I’m reading My New Gender Workbook by Kate Bornstein right now, and teaching a class on women’s folklore, so I’ve got women and women’s identities on the brain. I’m really interested in the ways in which we construct womanhood and femininity, and which traits get to go in those boxes vs. which are excluded.
We all know that when someone says “I’m not racist, but…” the result is rarely good. I’ve noticed the same to be true for “I’m not sexist, but…” and “I support transgender people, but…” Sometimes, very occasionally, that last mode of speaking leads to an honest question that’s meant to clear up confusion. But it can be rare.
More often, as in recent conversation I’ve participated in and witnessed, it leads to questions along the lines of “…but why do we call transwomen women? Aren’t they missing some fundamental aspects of female experience, like being socialized female and having menstrual cramps and dealing with birth control?”

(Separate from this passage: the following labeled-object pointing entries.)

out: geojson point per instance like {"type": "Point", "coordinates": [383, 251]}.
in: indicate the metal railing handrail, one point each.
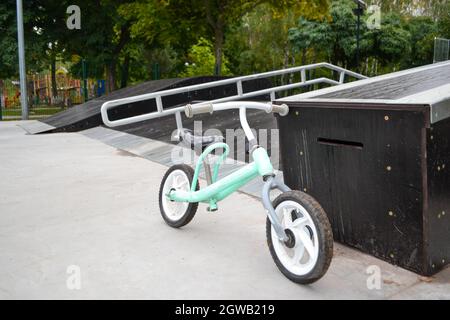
{"type": "Point", "coordinates": [238, 81]}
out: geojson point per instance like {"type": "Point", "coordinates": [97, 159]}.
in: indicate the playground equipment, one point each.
{"type": "Point", "coordinates": [298, 232]}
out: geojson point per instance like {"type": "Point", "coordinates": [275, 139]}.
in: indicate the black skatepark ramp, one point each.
{"type": "Point", "coordinates": [87, 115]}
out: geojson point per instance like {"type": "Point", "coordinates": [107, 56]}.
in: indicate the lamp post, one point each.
{"type": "Point", "coordinates": [359, 11]}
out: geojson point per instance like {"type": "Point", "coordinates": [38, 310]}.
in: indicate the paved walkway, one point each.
{"type": "Point", "coordinates": [72, 203]}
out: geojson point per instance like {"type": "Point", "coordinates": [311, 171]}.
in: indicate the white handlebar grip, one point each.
{"type": "Point", "coordinates": [281, 110]}
{"type": "Point", "coordinates": [191, 110]}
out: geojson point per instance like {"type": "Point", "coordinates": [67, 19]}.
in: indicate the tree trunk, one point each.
{"type": "Point", "coordinates": [218, 47]}
{"type": "Point", "coordinates": [53, 72]}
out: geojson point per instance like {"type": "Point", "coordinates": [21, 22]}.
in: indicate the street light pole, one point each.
{"type": "Point", "coordinates": [23, 75]}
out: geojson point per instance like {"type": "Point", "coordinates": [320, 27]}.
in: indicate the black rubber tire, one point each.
{"type": "Point", "coordinates": [191, 209]}
{"type": "Point", "coordinates": [324, 235]}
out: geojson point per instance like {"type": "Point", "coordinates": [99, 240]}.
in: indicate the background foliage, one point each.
{"type": "Point", "coordinates": [122, 40]}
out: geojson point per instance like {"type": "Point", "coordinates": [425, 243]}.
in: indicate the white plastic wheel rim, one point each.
{"type": "Point", "coordinates": [301, 259]}
{"type": "Point", "coordinates": [177, 180]}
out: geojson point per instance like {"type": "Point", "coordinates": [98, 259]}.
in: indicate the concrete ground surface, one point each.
{"type": "Point", "coordinates": [68, 200]}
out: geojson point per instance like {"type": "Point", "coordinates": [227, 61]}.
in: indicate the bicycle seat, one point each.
{"type": "Point", "coordinates": [193, 141]}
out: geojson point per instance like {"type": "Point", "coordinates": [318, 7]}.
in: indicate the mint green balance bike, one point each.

Since I’m into intersectional feminism and that includes LGBTQIA awareness among other things, I like to think about how categories like gender identity impact and interact with other identity categories. To me, that means that if we’re asking what makes transwomen women, it means we also have to ask what makes cisgender* women women, and what makes black women women, and what makes Asian women women, and what makes disabled women women, and what makes Buddhist women women, and what makes menopausal women women, and… you get the idea.

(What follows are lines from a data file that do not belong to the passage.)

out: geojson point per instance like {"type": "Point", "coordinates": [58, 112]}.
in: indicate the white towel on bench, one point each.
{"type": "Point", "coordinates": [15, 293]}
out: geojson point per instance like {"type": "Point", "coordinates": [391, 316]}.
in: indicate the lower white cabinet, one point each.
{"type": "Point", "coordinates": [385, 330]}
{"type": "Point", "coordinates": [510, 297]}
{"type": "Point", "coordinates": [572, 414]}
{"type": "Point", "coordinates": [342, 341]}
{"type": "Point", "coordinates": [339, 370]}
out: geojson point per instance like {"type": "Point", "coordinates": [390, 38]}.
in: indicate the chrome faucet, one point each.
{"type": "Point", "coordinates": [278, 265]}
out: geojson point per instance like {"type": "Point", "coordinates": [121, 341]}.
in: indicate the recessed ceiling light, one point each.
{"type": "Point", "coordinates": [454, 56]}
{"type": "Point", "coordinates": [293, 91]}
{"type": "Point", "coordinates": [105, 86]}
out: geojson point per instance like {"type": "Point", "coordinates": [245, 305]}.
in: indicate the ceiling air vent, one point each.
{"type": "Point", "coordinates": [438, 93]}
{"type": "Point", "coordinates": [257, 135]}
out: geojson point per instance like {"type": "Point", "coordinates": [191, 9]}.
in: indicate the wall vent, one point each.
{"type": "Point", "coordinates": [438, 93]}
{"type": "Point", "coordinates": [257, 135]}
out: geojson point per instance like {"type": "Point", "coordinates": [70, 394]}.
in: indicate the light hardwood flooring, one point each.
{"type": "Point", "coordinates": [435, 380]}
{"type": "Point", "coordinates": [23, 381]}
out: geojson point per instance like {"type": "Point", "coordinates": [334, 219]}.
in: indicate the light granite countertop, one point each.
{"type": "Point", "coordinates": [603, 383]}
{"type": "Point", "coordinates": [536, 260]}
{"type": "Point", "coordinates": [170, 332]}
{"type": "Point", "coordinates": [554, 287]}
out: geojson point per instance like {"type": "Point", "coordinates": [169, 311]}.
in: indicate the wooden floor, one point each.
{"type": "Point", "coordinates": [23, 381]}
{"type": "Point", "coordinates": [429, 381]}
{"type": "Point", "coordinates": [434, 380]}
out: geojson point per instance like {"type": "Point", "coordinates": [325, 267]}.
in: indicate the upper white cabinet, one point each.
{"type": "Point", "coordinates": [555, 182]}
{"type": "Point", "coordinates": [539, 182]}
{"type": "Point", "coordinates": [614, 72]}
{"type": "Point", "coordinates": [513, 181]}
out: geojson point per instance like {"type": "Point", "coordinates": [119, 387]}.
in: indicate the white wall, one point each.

Gender identity – both how we perceive it ourselves, and how others perceive it and act toward us – is inherently and inextricably connected to other identity categories. If a woman of color is being harassed at work, what percentage of that is because she’s female, and what percentage is because she’s not white? Alternately, if a middle class American Christian woman has experienced few obstacles and challenges in her life, how can we determine how much of that is privilege granted by conforming to a mainstream religion in a certain cultural context (as opposed to living somewhere as a religious minority) and how much is granted by class status? And might she have had a better time of things if she’d been born a man, and a worse time of things if she were a lesbian, and… it goes on and on.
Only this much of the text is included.